Prior to his discovery, scientists had believed that RNA polymerases were not involved in regulating gene expression — but in 2016, Cissé found evidence to prove otherwise.
“The clusters’ lifespans were correlated with how many messenger RNAs [were produced].” He and his team soon found out that the clustering took place in order to load the polymerases on the DNA — a process that only needed a few seconds, after which they could “take their time” to produce messenger RNA. “The longer the cluster stays, the more polymerase can be loaded and more RNA comes out.”
Today, his research group continues to work toward understanding how the clusters are formed and characterizing their physical properties.

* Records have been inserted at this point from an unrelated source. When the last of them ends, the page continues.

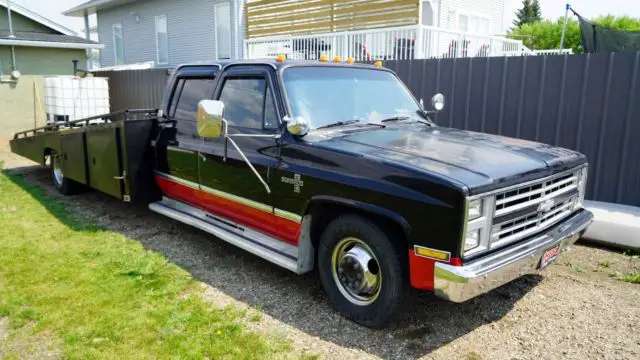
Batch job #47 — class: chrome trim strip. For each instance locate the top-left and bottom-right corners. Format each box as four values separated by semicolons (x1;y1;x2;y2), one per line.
413;245;451;263
491;207;571;247
467;164;588;201
154;170;302;223
496;176;578;205
200;185;273;213
167;146;196;154
434;210;593;302
495;185;578;216
273;208;302;223
149;198;304;274
153;170;200;190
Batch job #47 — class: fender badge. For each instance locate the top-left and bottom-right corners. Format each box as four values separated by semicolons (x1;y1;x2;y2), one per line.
280;174;304;194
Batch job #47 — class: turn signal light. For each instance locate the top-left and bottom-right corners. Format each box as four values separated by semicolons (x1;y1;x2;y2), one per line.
414;246;451;262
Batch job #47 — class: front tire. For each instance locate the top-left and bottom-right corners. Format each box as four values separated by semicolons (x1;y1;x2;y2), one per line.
318;215;407;327
50;152;81;195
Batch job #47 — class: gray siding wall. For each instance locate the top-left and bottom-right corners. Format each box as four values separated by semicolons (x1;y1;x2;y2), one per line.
98;0;243;66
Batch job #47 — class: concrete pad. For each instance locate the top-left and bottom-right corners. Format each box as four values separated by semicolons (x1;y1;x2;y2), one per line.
583;201;640;249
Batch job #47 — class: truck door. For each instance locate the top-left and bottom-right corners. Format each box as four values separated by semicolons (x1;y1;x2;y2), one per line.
199;65;286;241
156;67;218;207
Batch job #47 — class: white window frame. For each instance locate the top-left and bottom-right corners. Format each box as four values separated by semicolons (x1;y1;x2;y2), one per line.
111;23;125;66
153;14;169;65
449;10;491;35
213;1;233;60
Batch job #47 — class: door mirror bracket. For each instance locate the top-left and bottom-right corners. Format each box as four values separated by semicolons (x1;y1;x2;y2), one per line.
197;100;281;194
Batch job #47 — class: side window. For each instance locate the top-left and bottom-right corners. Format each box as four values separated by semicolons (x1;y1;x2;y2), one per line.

Cissé hopes his research will shed light on processes that take place within living cells and believes it can be applied to the diagnosis of neurodegenerative diseases such as ALS and Parkinson's Disease, which are characterized by protein aggregates that condense together like the RNA polymerase clusters. Cissé envisions a day when super-resolution microscopy will be able to detect these clusters long before brain imaging can, allowing patients to be diagnosed and treated early.